Elle n’aura tenu que 45 jours. La Première ministre britannique Liz Truss a annoncé sa démission, jeudi 20 octobre, après des semaines de calvaire pendant lesquelles elle a fait face à une avalanche de critiquesdepuis son entrée au 10, Downing Street, le 6 septembre. En cause, son premier budget, qui a fait tanguer son début de mandat, en prévoyant des baisses d’impôts pour les plus riches et des nouvelles dépenses partiellement financées pour lutter contre la crise énergétique.

Sous la pression des marchés financiers et des élus conservateurs, l’ancienne députée du Norfolk avait dû abandonner la majeure partie de son plan et limoger son ministre des Finances, Kwasi Kwarteng. Un revers qui a précipité sa chute. Comment Liz Truss et le Royaume-Uni en sont-ils arrivés là aussi vite ?

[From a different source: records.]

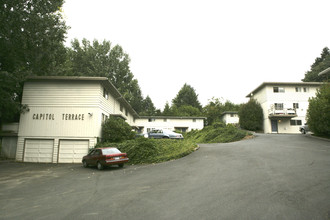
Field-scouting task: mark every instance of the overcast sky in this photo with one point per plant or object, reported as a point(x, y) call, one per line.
point(223, 49)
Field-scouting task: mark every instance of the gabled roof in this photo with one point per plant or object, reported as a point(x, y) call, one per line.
point(283, 84)
point(324, 71)
point(102, 80)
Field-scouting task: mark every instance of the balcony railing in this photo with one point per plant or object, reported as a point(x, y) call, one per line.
point(282, 113)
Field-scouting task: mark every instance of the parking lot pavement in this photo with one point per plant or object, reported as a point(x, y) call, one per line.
point(268, 177)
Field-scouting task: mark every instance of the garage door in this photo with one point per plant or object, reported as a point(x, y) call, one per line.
point(40, 151)
point(72, 151)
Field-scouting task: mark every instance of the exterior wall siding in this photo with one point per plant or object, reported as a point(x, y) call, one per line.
point(267, 98)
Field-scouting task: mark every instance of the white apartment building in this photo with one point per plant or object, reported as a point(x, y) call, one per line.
point(65, 115)
point(230, 117)
point(284, 104)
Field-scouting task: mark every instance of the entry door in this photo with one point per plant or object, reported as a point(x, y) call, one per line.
point(274, 126)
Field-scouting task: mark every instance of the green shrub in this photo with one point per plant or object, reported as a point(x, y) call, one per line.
point(251, 116)
point(217, 133)
point(116, 129)
point(144, 150)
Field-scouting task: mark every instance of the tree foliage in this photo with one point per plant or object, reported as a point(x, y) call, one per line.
point(215, 108)
point(251, 116)
point(187, 96)
point(31, 43)
point(116, 129)
point(321, 63)
point(318, 113)
point(148, 107)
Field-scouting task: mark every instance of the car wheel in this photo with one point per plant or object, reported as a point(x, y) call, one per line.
point(99, 166)
point(85, 164)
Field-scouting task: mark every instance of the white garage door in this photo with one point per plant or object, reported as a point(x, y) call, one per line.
point(72, 151)
point(40, 151)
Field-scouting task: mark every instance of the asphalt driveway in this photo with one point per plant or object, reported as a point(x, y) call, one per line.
point(268, 177)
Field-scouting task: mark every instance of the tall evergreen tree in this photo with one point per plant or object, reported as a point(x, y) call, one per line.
point(32, 34)
point(318, 113)
point(215, 108)
point(187, 96)
point(321, 63)
point(148, 107)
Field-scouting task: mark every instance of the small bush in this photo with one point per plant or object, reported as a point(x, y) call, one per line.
point(116, 130)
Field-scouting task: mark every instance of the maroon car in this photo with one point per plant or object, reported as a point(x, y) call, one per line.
point(102, 157)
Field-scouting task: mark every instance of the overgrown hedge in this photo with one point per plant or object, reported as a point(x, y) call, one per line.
point(217, 133)
point(144, 150)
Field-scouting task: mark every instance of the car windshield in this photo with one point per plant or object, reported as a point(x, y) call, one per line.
point(107, 151)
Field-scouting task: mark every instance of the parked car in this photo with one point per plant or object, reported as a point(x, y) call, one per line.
point(303, 129)
point(103, 157)
point(162, 133)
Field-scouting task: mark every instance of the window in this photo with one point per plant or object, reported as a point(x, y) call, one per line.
point(295, 122)
point(104, 117)
point(278, 106)
point(105, 93)
point(278, 89)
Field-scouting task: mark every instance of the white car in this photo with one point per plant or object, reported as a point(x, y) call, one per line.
point(304, 129)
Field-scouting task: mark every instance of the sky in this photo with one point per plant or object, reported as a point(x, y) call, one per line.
point(223, 49)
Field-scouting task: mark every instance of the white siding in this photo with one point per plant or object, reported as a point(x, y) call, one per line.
point(72, 151)
point(267, 98)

Rembobinons. Tout commence le 5 septembre. Après une campagne acharnée contre l’ancien ministre des Finances Rishi Sunak, Liz Truss est désignée d’une courte tête par les membres du parti conservateur pour succéder à Boris Johnson. L’ex-ministre des Affaires étrangères de 47 ans entame son mandat le lendemain, avec une épine dans le pied : les parlementaires conservateurs lui auraient largement préféré son rival, selon plusieurs sondages.

Surtout, les Britanniques sont particulièrement sceptiques face à ses promesses de réduction d’impôts massives, alors que l’inflation flirte avec les 10% et que le pays s’enfonce dans la crise énergétique. « Elle partait avec un capital sympathie beaucoup plus bas que Boris Johnson. D’une certaine façon, elle était en période d’essai », observe Clémence Fourton, maîtresse de conférence en études anglophones à Sciences-Po Lille.

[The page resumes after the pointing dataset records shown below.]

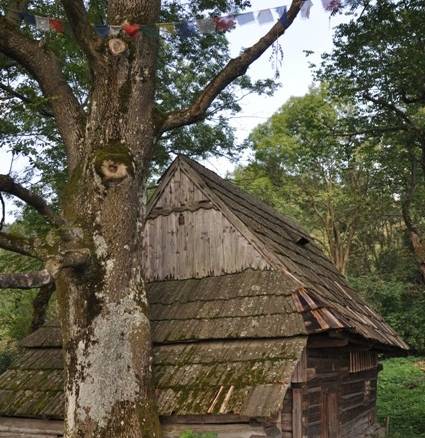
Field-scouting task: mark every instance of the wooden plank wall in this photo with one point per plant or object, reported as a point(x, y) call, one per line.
point(334, 388)
point(187, 237)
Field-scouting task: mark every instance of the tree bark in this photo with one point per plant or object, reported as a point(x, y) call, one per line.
point(104, 309)
point(102, 301)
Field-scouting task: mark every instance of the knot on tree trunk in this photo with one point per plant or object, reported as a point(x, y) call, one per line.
point(114, 164)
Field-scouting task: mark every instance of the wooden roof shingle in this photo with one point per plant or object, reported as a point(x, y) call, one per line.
point(291, 250)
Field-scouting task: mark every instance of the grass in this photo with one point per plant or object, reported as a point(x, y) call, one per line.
point(401, 396)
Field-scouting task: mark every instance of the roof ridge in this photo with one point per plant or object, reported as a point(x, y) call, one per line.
point(284, 218)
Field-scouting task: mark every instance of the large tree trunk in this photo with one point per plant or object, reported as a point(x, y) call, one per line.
point(94, 255)
point(104, 309)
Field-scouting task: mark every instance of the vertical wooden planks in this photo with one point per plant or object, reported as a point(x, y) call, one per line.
point(297, 412)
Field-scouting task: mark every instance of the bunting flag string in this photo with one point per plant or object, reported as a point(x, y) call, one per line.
point(184, 29)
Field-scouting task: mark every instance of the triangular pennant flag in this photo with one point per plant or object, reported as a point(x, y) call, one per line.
point(28, 18)
point(186, 29)
point(245, 18)
point(168, 27)
point(265, 16)
point(223, 24)
point(114, 30)
point(102, 30)
point(284, 17)
point(305, 8)
point(42, 23)
point(331, 5)
point(206, 25)
point(56, 25)
point(280, 10)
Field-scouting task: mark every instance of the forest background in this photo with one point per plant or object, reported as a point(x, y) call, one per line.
point(347, 160)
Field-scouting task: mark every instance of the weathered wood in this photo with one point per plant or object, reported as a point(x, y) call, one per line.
point(297, 412)
point(196, 244)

La mort d’Elizabeth II, le 9 septembre, et le deuil national qui s’ensuit, accaparent la nouvelle Première ministre. Elle doit attendre le 23 septembre pour présenter un « mini-budget » d’inspiration néolibérale. Comme promis lors de sa campagne, ce dernier contient des mesures visant à baisser les impôts des plus riches et des entreprises. A ces promesses, s’ajoutent des mesures de soutien colossales aux ménages britanniques touchés par la flambée des prix de l’énergie. Le cocktail fait craindre un dérapage des comptes publics. « Le problème, c’est qu’elle prévoyait de financer ces mesures grâce à la croissance et des emprunts », résume Rainbow Murray, professeure de sciences politiques à l’Université Queen Mary de Londres. « Les marchés ont paniqué tout de suite », rappelle-t-elle.

La livre fait un plongeon historique et les taux d’emprunts de la dette s’envolent, propulsant le pays dans une grave crise économique. « On peut dire qu’elle a fait n’importe quoi, sans prendre en compte le contexte économique », tranche Clémence Fourton. Les condamnations médiatiques et politiques pleuvent.

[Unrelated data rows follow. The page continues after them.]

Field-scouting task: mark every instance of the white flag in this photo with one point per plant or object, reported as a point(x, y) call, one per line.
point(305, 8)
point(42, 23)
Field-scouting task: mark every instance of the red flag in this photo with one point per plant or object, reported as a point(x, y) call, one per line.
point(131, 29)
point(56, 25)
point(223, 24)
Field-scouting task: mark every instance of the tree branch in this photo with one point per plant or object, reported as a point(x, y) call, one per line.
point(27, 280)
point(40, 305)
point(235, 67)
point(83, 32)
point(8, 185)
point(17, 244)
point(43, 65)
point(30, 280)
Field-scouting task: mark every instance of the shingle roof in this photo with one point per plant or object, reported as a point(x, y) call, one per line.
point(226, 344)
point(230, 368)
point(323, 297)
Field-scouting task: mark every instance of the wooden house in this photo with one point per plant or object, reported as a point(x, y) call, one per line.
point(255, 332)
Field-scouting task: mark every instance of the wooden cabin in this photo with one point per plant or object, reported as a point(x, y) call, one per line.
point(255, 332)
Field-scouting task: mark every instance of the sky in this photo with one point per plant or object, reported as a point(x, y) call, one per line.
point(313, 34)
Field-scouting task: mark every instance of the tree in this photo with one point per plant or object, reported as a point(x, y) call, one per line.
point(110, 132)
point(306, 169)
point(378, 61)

Erreur politique ou incompétence ? « Je crois qu’il y a eu un niveau d’arrogance et d’aveuglement tellement fort qu’elle a pensé qu’elle pouvait mettre en place ses mesures politiques sans conséquences », analyse Rainbow Murray. « Cette crise économique, complètement auto-infligée, est aussi liée au fait qu’elle a refusé d’écouter les conseils des institutions, comme le Bureau pour la responsabilité budgétaire*, qui jugeaient ses propositions dangereuses », ajoute Will Jennings, professeur associé en sciences politiques à l’université de Southampton.